A hundred years ago, when a story writer needed to send a character to a distant planet, some poor scientist was confined to his garage for a year and then, presto, the needed spaceship was ready to go. Sadly for Hollywood, the real world space race occurred and everyone in the world got to see how difficult it is to leave Earth and travel to the stars. The rogue genius scientist who can make a spaceship in his garage is no longer a viable plot element, even in Hollywood.

How Hard Can It Be?
If anything, making a machine with a human-like mind and body is even more difficult than making a spaceship. Most physicists are convinced that no spaceship will ever travel faster than the speed of light. Another Sci Fi oldie is the aircar, a cheap device that flies from city to city in the same way that an automobile drives down a road. The fundamental physics of the situation allow us to have cheap ground cars, but the cheap aircar for everyman is just fiction. Similarly, there is no good reason to believe that it will ever become cheap and easy to endow electronic computers with the power to replicate human thought and behavior.

The Garland Test: can a Hollywood flick $ay anything
intelligent or would that $poil the bottom line?
However, Hollywood still pretends that the lone genius, working in his garage, can make a machine with a human mind. We were subjected to this Hollywood fantasy in last year's Ex Machina.

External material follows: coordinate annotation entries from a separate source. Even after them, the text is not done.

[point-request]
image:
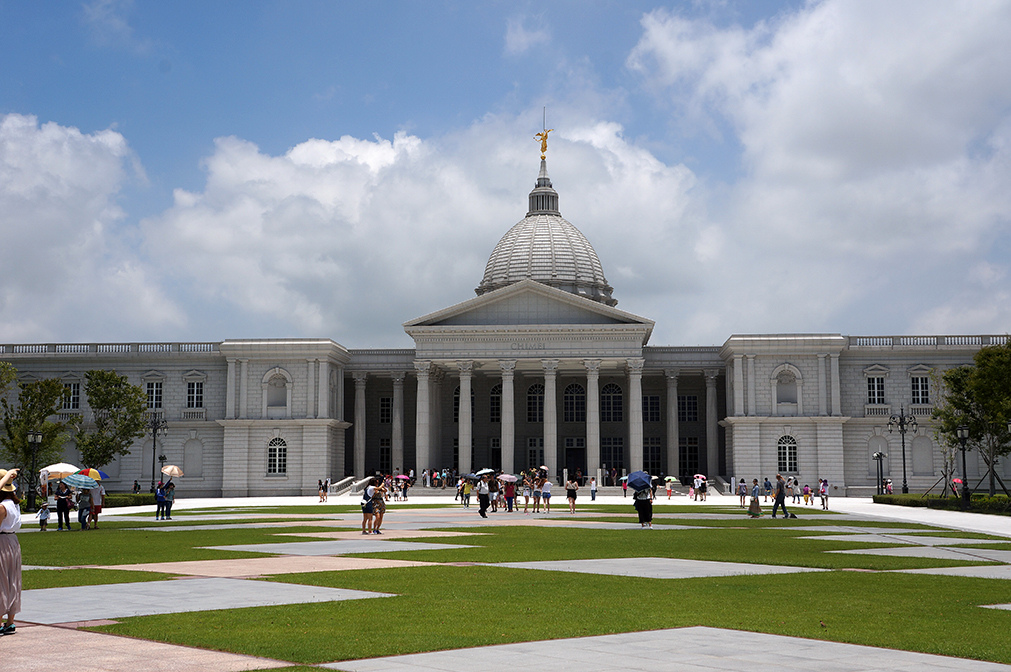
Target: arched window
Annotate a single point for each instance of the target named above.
(787, 450)
(456, 404)
(495, 404)
(535, 403)
(574, 403)
(277, 457)
(611, 403)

In the case of Westworld, that genius might be "Arnold" (Arnold Weber was given a 'second life' as Bernard), a dude whose technical work is conveniently kept off screen, so he need not look as silly as Oscar Isaac did while pretending to be a genius programmer in Ex Machina. So far, all Arnold is seen doing is talking to 'hosts'. Yawn.

Violent Delights
My hope was that Arnold would be the Westworld partner who died by "suicide" and that his death was similar to what I described for Gohrlay. {if Arnold's death was 'suicide', it was apparently accomplished by 'giving' Dolores consciousness and allowing her to kill Arnold. Or something... if confused, just wait for Season 2! And wait... theoretically in 2018} My imagination suggested to me that maybe Arnold had his brain "scanned" so that it could become the template for all the artificial brains of Westworld's Hosts, but that would make too much sense for an HBO show.

HBO corporate: no computer programming required,
just plenty of sex and violence.
Programming Division
In Westworld, the Programming Division at Westworld Mesa Hub seems to not be a very serious enterprise. The Host androids seem to be created by magic, arriving fully programmed with human-like minds and memories and behaviors, apparently arranged by a Hollywood casting call. I don't think the folks at HBO plan to "science the shit out of" artificial intelligence.

First Contact
The goal of HBO's Westworld does not seem to be a science fiction exploration of artificial life, but rather a recursive and self-referential exploration of the entertainment industry. HBO's Bicameral Entertainment: they can sell T-shirts that say "Consciousness through Suffering" on one side and "Profits through Violence" on the other side.